Drop in officer numbers 'could see increase in organised crime'

Since the creation of Police Scotland in April 2013, numbers have dropped from 17,324 to 16,363 – 250 less than the previous quarter.

The general secretary of the Scottish Police Federation (SPF) has warned of the potential impact of a further drop in officer numbers.

Since the creation of Police Scotland in April 2013, numbers have dropped from 17,324 to 16,363 – 250 less than the previous quarter.

And David Kennedy – the head of the organisation representing rank and file police officers – said if there are further drops, that could see an increase in organised crime activity.

“Community policing is the cornerstone of the police service,” he told 1919 Magazine.

“The bottom line is the intelligence on organised crime groups (OCGs) and terrorism comes from the communities.
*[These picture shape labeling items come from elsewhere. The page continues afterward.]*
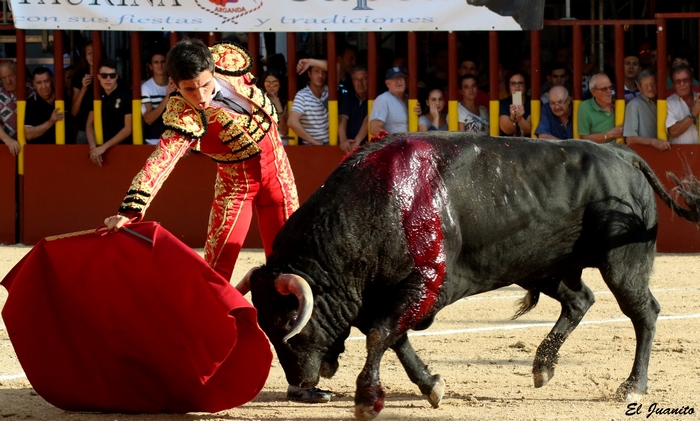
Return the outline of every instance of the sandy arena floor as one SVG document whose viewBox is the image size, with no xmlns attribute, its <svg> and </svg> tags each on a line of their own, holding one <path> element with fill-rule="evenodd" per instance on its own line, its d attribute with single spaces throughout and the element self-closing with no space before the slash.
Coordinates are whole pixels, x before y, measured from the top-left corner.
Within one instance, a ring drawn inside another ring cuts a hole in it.
<svg viewBox="0 0 700 421">
<path fill-rule="evenodd" d="M 0 278 L 29 250 L 0 246 Z M 242 253 L 234 273 L 240 279 L 262 263 L 259 250 Z M 649 392 L 635 406 L 612 399 L 632 367 L 632 324 L 595 271 L 584 273 L 596 304 L 562 347 L 555 377 L 541 389 L 532 385 L 531 364 L 539 342 L 559 315 L 542 296 L 529 314 L 512 321 L 523 291 L 500 289 L 444 309 L 434 325 L 411 341 L 433 373 L 447 383 L 438 409 L 420 396 L 396 357 L 387 352 L 382 383 L 387 392 L 383 420 L 685 420 L 700 418 L 700 256 L 659 255 L 651 288 L 662 310 L 649 369 Z M 7 291 L 0 288 L 0 306 Z M 252 402 L 217 414 L 125 415 L 69 413 L 38 396 L 24 376 L 4 325 L 0 323 L 0 419 L 7 420 L 342 420 L 352 419 L 355 378 L 364 364 L 364 340 L 353 331 L 333 379 L 319 385 L 334 392 L 329 404 L 285 400 L 282 369 L 273 366 L 263 391 Z M 639 408 L 639 414 L 636 409 Z M 686 415 L 652 413 L 668 408 Z M 692 414 L 690 414 L 692 409 Z M 628 412 L 630 414 L 628 415 Z M 634 412 L 632 414 L 632 412 Z"/>
</svg>

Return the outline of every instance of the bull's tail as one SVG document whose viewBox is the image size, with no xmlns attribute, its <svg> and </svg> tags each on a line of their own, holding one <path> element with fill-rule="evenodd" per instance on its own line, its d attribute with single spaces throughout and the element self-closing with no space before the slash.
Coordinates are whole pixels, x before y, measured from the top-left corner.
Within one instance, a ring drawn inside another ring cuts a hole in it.
<svg viewBox="0 0 700 421">
<path fill-rule="evenodd" d="M 536 288 L 528 289 L 527 294 L 525 294 L 525 296 L 521 298 L 520 301 L 518 301 L 518 304 L 520 304 L 520 308 L 510 319 L 515 320 L 523 314 L 527 313 L 528 311 L 532 310 L 533 308 L 535 308 L 539 301 L 540 291 Z"/>
<path fill-rule="evenodd" d="M 637 159 L 632 162 L 632 165 L 637 167 L 642 174 L 644 174 L 644 177 L 646 177 L 649 184 L 651 184 L 654 192 L 656 192 L 666 206 L 671 208 L 671 210 L 681 218 L 687 219 L 690 222 L 700 222 L 700 182 L 695 176 L 689 175 L 686 176 L 684 180 L 680 180 L 673 173 L 667 173 L 673 182 L 676 183 L 676 187 L 673 188 L 673 191 L 683 198 L 688 206 L 686 208 L 671 197 L 664 186 L 661 185 L 661 181 L 656 177 L 656 174 L 654 174 L 654 171 L 649 167 L 649 164 L 643 159 L 637 156 Z"/>
</svg>

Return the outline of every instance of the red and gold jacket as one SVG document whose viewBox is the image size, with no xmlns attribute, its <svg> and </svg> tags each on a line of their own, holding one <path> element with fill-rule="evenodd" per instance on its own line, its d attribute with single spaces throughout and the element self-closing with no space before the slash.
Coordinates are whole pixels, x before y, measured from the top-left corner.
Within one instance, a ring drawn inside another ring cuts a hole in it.
<svg viewBox="0 0 700 421">
<path fill-rule="evenodd" d="M 179 95 L 171 95 L 163 113 L 166 130 L 156 150 L 131 182 L 119 213 L 140 219 L 177 161 L 192 148 L 219 163 L 236 163 L 258 155 L 258 142 L 278 122 L 277 110 L 250 73 L 248 52 L 233 44 L 209 48 L 214 56 L 214 76 L 246 98 L 251 113 L 236 114 L 211 105 L 192 107 Z M 280 146 L 281 148 L 281 146 Z"/>
</svg>

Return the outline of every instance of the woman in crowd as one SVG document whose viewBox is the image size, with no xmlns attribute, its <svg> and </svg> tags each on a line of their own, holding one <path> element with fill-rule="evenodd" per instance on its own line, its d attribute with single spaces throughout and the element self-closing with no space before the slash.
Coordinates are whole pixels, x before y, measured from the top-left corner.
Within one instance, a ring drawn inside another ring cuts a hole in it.
<svg viewBox="0 0 700 421">
<path fill-rule="evenodd" d="M 75 117 L 75 126 L 78 129 L 75 143 L 80 144 L 88 143 L 87 135 L 85 134 L 85 126 L 87 124 L 88 113 L 92 109 L 92 67 L 92 41 L 88 41 L 81 51 L 80 64 L 73 74 L 73 80 L 71 82 L 71 86 L 73 86 L 73 97 L 70 113 Z"/>
<path fill-rule="evenodd" d="M 489 134 L 489 112 L 484 106 L 476 105 L 479 86 L 476 77 L 465 74 L 459 78 L 459 90 L 462 101 L 457 107 L 459 112 L 459 131 L 477 134 Z"/>
<path fill-rule="evenodd" d="M 527 79 L 520 70 L 508 73 L 506 88 L 510 94 L 500 101 L 498 123 L 502 136 L 529 136 L 530 97 L 527 96 Z"/>
<path fill-rule="evenodd" d="M 277 117 L 279 119 L 278 131 L 283 144 L 287 144 L 289 127 L 287 126 L 287 98 L 286 89 L 282 89 L 282 81 L 285 77 L 276 71 L 268 71 L 263 77 L 258 79 L 258 88 L 267 94 L 270 101 L 277 108 Z"/>
<path fill-rule="evenodd" d="M 447 130 L 447 110 L 445 110 L 445 95 L 442 89 L 433 89 L 428 92 L 425 100 L 428 112 L 418 118 L 418 131 Z"/>
</svg>

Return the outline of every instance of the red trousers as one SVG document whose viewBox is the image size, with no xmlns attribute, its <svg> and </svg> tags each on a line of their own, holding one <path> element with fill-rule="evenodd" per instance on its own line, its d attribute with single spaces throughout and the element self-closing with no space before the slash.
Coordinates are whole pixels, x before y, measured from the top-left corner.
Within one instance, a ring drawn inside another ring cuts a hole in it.
<svg viewBox="0 0 700 421">
<path fill-rule="evenodd" d="M 272 128 L 258 145 L 259 155 L 217 168 L 204 259 L 227 280 L 248 234 L 253 208 L 265 256 L 269 256 L 277 232 L 299 207 L 294 176 L 277 130 Z"/>
</svg>

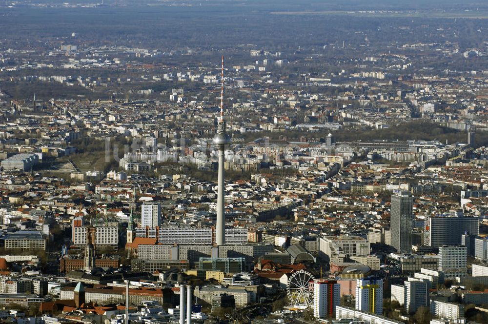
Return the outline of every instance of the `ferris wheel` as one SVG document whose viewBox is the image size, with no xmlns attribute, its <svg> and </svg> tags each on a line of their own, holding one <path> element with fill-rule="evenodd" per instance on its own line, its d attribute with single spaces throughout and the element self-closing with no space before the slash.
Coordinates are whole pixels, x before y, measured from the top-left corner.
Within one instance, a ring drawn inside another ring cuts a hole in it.
<svg viewBox="0 0 488 324">
<path fill-rule="evenodd" d="M 288 280 L 286 290 L 290 304 L 294 307 L 306 308 L 313 302 L 313 275 L 304 270 L 294 273 Z"/>
</svg>

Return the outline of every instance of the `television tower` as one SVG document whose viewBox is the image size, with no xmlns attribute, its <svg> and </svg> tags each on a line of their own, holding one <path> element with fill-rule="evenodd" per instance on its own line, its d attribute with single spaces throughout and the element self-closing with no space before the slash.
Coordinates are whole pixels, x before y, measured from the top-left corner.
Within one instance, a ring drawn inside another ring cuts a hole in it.
<svg viewBox="0 0 488 324">
<path fill-rule="evenodd" d="M 224 151 L 225 145 L 230 144 L 229 136 L 225 133 L 225 123 L 224 121 L 224 56 L 222 56 L 222 81 L 220 92 L 220 118 L 218 123 L 217 134 L 214 137 L 214 144 L 219 147 L 219 179 L 217 196 L 217 228 L 215 243 L 217 246 L 225 245 L 225 219 L 224 215 Z"/>
</svg>

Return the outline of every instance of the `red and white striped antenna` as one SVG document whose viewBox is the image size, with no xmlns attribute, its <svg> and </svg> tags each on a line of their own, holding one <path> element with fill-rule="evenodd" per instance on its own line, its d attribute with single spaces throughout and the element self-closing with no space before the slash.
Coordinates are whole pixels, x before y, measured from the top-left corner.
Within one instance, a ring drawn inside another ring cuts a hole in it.
<svg viewBox="0 0 488 324">
<path fill-rule="evenodd" d="M 224 55 L 222 56 L 222 71 L 221 74 L 220 122 L 224 122 Z"/>
</svg>

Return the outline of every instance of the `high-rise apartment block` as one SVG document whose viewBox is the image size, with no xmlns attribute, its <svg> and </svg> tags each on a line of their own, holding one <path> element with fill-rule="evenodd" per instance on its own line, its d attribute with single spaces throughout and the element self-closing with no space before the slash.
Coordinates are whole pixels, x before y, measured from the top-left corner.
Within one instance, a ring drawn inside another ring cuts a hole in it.
<svg viewBox="0 0 488 324">
<path fill-rule="evenodd" d="M 335 280 L 318 279 L 313 284 L 313 316 L 328 318 L 340 304 L 341 286 Z"/>
<path fill-rule="evenodd" d="M 142 227 L 161 225 L 161 205 L 157 202 L 143 203 L 141 223 Z"/>
<path fill-rule="evenodd" d="M 468 275 L 468 249 L 461 245 L 443 245 L 439 247 L 439 270 L 446 277 Z"/>
<path fill-rule="evenodd" d="M 356 309 L 382 315 L 383 312 L 383 281 L 369 277 L 356 283 Z"/>
<path fill-rule="evenodd" d="M 425 230 L 430 246 L 458 245 L 462 244 L 461 237 L 465 233 L 479 233 L 479 221 L 476 217 L 431 217 L 426 222 Z"/>
<path fill-rule="evenodd" d="M 413 223 L 413 198 L 406 191 L 391 195 L 391 246 L 397 252 L 412 251 Z"/>
</svg>

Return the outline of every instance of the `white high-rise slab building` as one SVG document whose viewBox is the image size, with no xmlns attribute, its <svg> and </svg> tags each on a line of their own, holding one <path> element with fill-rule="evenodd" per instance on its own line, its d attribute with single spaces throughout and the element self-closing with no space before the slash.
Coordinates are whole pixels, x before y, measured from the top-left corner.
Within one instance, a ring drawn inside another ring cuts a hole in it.
<svg viewBox="0 0 488 324">
<path fill-rule="evenodd" d="M 157 202 L 143 203 L 141 223 L 142 227 L 161 225 L 161 205 Z"/>
</svg>

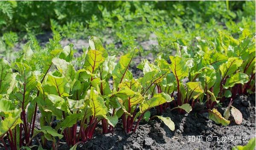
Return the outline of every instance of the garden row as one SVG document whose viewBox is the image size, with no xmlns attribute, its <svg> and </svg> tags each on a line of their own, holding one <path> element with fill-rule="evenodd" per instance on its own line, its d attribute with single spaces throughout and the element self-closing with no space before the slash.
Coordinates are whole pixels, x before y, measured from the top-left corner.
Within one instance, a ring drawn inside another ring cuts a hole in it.
<svg viewBox="0 0 256 150">
<path fill-rule="evenodd" d="M 17 150 L 29 148 L 40 135 L 39 150 L 47 141 L 55 150 L 63 138 L 75 149 L 93 137 L 100 122 L 103 134 L 114 132 L 119 120 L 127 133 L 142 119 L 155 118 L 174 130 L 174 123 L 161 114 L 169 108 L 189 113 L 196 103 L 204 104 L 202 112 L 217 124 L 228 125 L 230 111 L 239 124 L 239 108 L 232 104 L 237 94 L 255 91 L 255 36 L 241 28 L 238 39 L 221 31 L 214 40 L 196 39 L 198 50 L 178 40 L 169 59 L 160 53 L 154 62 L 142 60 L 137 68 L 143 76 L 138 79 L 129 70 L 137 48 L 116 63 L 99 39 L 91 37 L 83 65 L 76 68 L 72 44 L 37 55 L 26 44 L 15 62 L 0 60 L 0 140 L 6 150 Z M 230 102 L 222 116 L 215 108 L 224 101 Z M 159 116 L 151 116 L 152 108 Z M 35 127 L 38 109 L 41 129 Z"/>
</svg>

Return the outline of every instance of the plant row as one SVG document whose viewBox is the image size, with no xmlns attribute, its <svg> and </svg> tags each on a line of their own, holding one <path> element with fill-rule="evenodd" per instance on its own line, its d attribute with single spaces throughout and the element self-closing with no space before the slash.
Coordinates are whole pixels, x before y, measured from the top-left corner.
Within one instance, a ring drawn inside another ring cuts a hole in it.
<svg viewBox="0 0 256 150">
<path fill-rule="evenodd" d="M 50 141 L 55 150 L 63 138 L 75 149 L 93 138 L 100 122 L 103 134 L 113 133 L 119 120 L 129 133 L 142 119 L 154 118 L 174 130 L 174 123 L 161 114 L 168 108 L 189 113 L 197 103 L 205 105 L 216 123 L 227 125 L 230 110 L 239 124 L 241 113 L 232 104 L 238 94 L 255 92 L 255 38 L 241 28 L 238 39 L 221 31 L 218 35 L 210 41 L 197 37 L 193 51 L 177 40 L 169 60 L 162 53 L 153 62 L 142 60 L 137 68 L 143 75 L 138 79 L 129 70 L 136 48 L 116 62 L 92 37 L 83 65 L 75 68 L 73 45 L 38 57 L 29 42 L 15 62 L 0 60 L 0 140 L 6 150 L 17 150 L 29 148 L 40 135 L 39 149 Z M 223 117 L 215 108 L 226 100 Z M 151 115 L 153 108 L 159 116 Z"/>
</svg>

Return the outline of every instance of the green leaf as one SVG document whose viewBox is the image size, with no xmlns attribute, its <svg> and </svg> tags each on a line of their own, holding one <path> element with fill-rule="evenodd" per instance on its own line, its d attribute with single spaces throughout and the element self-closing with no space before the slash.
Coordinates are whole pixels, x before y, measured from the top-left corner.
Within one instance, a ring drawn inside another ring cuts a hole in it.
<svg viewBox="0 0 256 150">
<path fill-rule="evenodd" d="M 66 60 L 58 58 L 54 58 L 52 62 L 58 68 L 59 71 L 68 80 L 73 79 L 76 71 L 75 68 L 70 63 Z"/>
<path fill-rule="evenodd" d="M 169 57 L 172 62 L 171 69 L 176 76 L 176 79 L 179 81 L 184 77 L 188 76 L 189 68 L 184 59 L 177 56 L 170 56 Z"/>
<path fill-rule="evenodd" d="M 0 99 L 0 114 L 1 112 L 12 111 L 15 108 L 12 101 Z"/>
<path fill-rule="evenodd" d="M 47 76 L 47 83 L 52 88 L 44 88 L 45 92 L 54 94 L 61 97 L 69 96 L 70 85 L 67 79 L 64 76 L 58 77 L 53 75 L 56 73 L 49 72 Z"/>
<path fill-rule="evenodd" d="M 99 76 L 98 77 L 103 80 L 107 77 L 109 74 L 111 74 L 115 66 L 116 65 L 115 61 L 115 56 L 107 57 L 102 65 L 99 67 Z"/>
<path fill-rule="evenodd" d="M 139 82 L 143 88 L 143 95 L 148 92 L 149 90 L 154 87 L 154 85 L 162 82 L 169 73 L 169 69 L 155 70 L 146 73 L 143 77 L 140 78 Z"/>
<path fill-rule="evenodd" d="M 234 73 L 243 63 L 243 60 L 238 57 L 229 58 L 227 61 L 221 64 L 219 69 L 222 78 Z"/>
<path fill-rule="evenodd" d="M 143 70 L 144 75 L 148 72 L 160 69 L 160 68 L 155 65 L 153 63 L 149 62 L 148 59 L 143 59 L 140 63 L 137 66 L 137 68 Z"/>
<path fill-rule="evenodd" d="M 143 116 L 143 119 L 145 120 L 146 122 L 148 122 L 149 120 L 149 118 L 150 118 L 150 111 L 147 111 L 144 113 Z"/>
<path fill-rule="evenodd" d="M 118 117 L 116 115 L 114 115 L 113 116 L 108 116 L 106 119 L 108 120 L 108 124 L 114 127 L 116 126 L 116 125 L 118 122 Z"/>
<path fill-rule="evenodd" d="M 221 124 L 224 126 L 229 125 L 230 122 L 226 120 L 221 116 L 221 114 L 216 109 L 213 108 L 212 110 L 208 110 L 209 115 L 208 118 L 209 119 L 214 121 L 216 124 Z"/>
<path fill-rule="evenodd" d="M 96 73 L 99 65 L 103 63 L 105 58 L 102 53 L 95 50 L 89 50 L 85 57 L 85 62 L 83 68 L 91 74 Z"/>
<path fill-rule="evenodd" d="M 59 58 L 63 59 L 68 62 L 70 62 L 73 59 L 73 47 L 74 45 L 71 44 L 65 46 L 63 48 L 63 50 L 60 54 Z"/>
<path fill-rule="evenodd" d="M 241 83 L 244 84 L 249 81 L 249 76 L 245 74 L 238 72 L 231 75 L 227 79 L 225 85 L 223 86 L 226 89 L 233 87 L 235 84 Z"/>
<path fill-rule="evenodd" d="M 249 143 L 245 146 L 238 145 L 232 148 L 232 150 L 255 150 L 255 138 L 253 138 L 249 141 Z"/>
<path fill-rule="evenodd" d="M 15 109 L 7 112 L 1 112 L 3 114 L 4 119 L 0 122 L 0 139 L 2 137 L 9 129 L 13 129 L 17 125 L 22 123 L 20 119 L 21 109 Z"/>
<path fill-rule="evenodd" d="M 49 94 L 47 96 L 47 97 L 56 108 L 65 111 L 68 111 L 67 105 L 63 98 L 54 94 Z"/>
<path fill-rule="evenodd" d="M 219 102 L 219 101 L 217 100 L 217 99 L 216 99 L 216 97 L 215 96 L 215 95 L 214 95 L 214 93 L 211 92 L 210 91 L 207 90 L 207 92 L 208 93 L 209 93 L 209 94 L 210 94 L 210 99 L 211 99 L 211 101 L 212 102 L 216 102 L 216 103 L 218 103 L 218 102 Z"/>
<path fill-rule="evenodd" d="M 73 113 L 67 116 L 63 121 L 61 123 L 61 130 L 63 131 L 66 128 L 72 127 L 81 119 L 83 116 L 81 113 Z"/>
<path fill-rule="evenodd" d="M 177 108 L 178 108 L 182 109 L 188 113 L 189 113 L 190 111 L 192 110 L 192 107 L 189 104 L 187 103 L 184 104 L 181 106 L 178 106 Z"/>
<path fill-rule="evenodd" d="M 138 51 L 137 48 L 135 48 L 133 51 L 121 57 L 120 60 L 112 72 L 112 76 L 115 81 L 116 88 L 117 88 L 119 84 L 122 83 L 124 79 L 125 78 L 125 74 L 130 64 Z"/>
<path fill-rule="evenodd" d="M 140 105 L 140 110 L 143 113 L 154 107 L 159 106 L 167 102 L 162 93 L 157 93 L 148 100 L 144 100 Z"/>
<path fill-rule="evenodd" d="M 97 37 L 92 36 L 89 39 L 90 47 L 88 49 L 95 50 L 102 53 L 102 56 L 107 58 L 108 54 L 107 51 L 103 48 L 102 43 L 99 38 Z"/>
<path fill-rule="evenodd" d="M 94 117 L 105 116 L 108 113 L 108 109 L 103 99 L 94 89 L 92 87 L 91 88 L 89 102 L 93 115 Z"/>
<path fill-rule="evenodd" d="M 186 83 L 187 86 L 187 94 L 188 99 L 189 100 L 193 98 L 196 99 L 200 95 L 204 93 L 204 90 L 201 86 L 201 82 L 189 82 Z"/>
<path fill-rule="evenodd" d="M 162 120 L 165 124 L 168 127 L 169 129 L 172 131 L 174 131 L 175 129 L 175 125 L 174 122 L 169 117 L 164 117 L 162 116 L 156 116 L 159 119 Z"/>
<path fill-rule="evenodd" d="M 28 42 L 24 45 L 23 52 L 24 54 L 22 55 L 22 59 L 29 62 L 31 59 L 34 54 L 30 47 L 30 42 Z"/>
<path fill-rule="evenodd" d="M 215 69 L 226 62 L 228 59 L 228 57 L 224 54 L 218 52 L 212 52 L 209 54 L 206 53 L 204 57 L 207 60 L 207 64 L 212 65 Z"/>
<path fill-rule="evenodd" d="M 199 77 L 199 81 L 202 83 L 202 88 L 204 89 L 207 86 L 207 89 L 209 89 L 212 87 L 216 81 L 216 72 L 213 67 L 209 65 L 203 67 L 199 71 L 201 71 L 201 74 L 195 76 Z"/>
<path fill-rule="evenodd" d="M 12 70 L 8 62 L 0 59 L 0 94 L 6 94 L 10 86 Z"/>
</svg>

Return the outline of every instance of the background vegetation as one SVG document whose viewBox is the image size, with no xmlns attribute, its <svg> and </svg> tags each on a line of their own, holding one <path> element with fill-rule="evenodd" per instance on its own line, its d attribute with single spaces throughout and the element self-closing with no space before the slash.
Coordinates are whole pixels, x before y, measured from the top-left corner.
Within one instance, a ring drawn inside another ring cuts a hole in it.
<svg viewBox="0 0 256 150">
<path fill-rule="evenodd" d="M 52 33 L 56 42 L 97 36 L 112 54 L 134 47 L 147 54 L 141 43 L 156 40 L 150 51 L 168 56 L 174 42 L 192 47 L 195 37 L 212 40 L 219 29 L 235 38 L 239 28 L 255 33 L 255 12 L 254 1 L 1 1 L 0 51 L 15 55 L 14 47 Z"/>
</svg>

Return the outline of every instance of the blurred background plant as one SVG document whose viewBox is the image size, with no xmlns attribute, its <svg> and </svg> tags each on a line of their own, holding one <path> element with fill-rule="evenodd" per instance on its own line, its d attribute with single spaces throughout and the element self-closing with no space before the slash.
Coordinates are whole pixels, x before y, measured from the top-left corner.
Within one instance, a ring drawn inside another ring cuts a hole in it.
<svg viewBox="0 0 256 150">
<path fill-rule="evenodd" d="M 255 33 L 255 1 L 2 1 L 0 57 L 11 59 L 29 40 L 88 41 L 92 35 L 101 37 L 111 54 L 136 46 L 143 54 L 169 56 L 175 43 L 193 45 L 196 37 L 212 40 L 218 29 L 234 37 L 239 28 Z M 142 43 L 147 41 L 145 48 Z"/>
</svg>

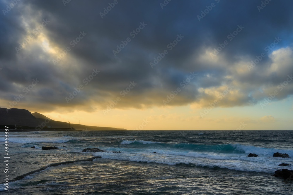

“If you don’t have community police officers out there patrolling and picking up on that intelligence, then they’re missing out on so much.

“We’re finding OCGs coming in from far away, entering communities, knowing there’s no police, and actually setting up whatever they want to do knowing that nobody knows.

“There’s nobody knocking on the door. Or even saying, ‘how are you doing?’

“It’s basics and we are totally missing out on that. And that is the basics that you pick up when officers would deal with shopkeepers; deal with schools.

“The intelligence you pick up from interacting with kids during a (road) crossing is unbelievable.”

Mr Kennedy added: “You don’t wake up one day and say, ‘I’m going to rob a bank’ or, ‘I’m going to make a bomb.’

“It starts at the low-level – people doing the small things.

“My biggest fear is we are falling into the trap that we can only go to the big things. And then what will happen is maybe not today, but five or ten years’ time, we’re going to have really bad criminals within Scotland.”

But a spokesperson for the Scottish Government pointed to a near £100m increase in police funding in this financial year – up from £1.46bn to £1.55bn.

“The chief constable confirmed that this investment would enable Police Scotland to restart recruitment, and they recruited almost 200 new police officers last month,” they said.

“Scotland continues to have more police officers per head of population than England and Wales.

“Police Scotland continues to dispose of properties no longer fit for purpose or required for operational policing, while at the same time reinvesting in purpose-built properties to deliver modern premises capable of delivering more joined-up public services.

“Decisions on the deployment of resources are a matter for the chief constable.”

Speaking in February at a meeting of the Scottish Police Authority board, Police Scotland Chief Constable Jo Farrell said: “Our primary investment will always be in police officers.

“As chief constable, entrusted with significant public funding, I have a duty to ensure I maximise the number of experienced officers available to the frontline through the right investment in non-warranted support.”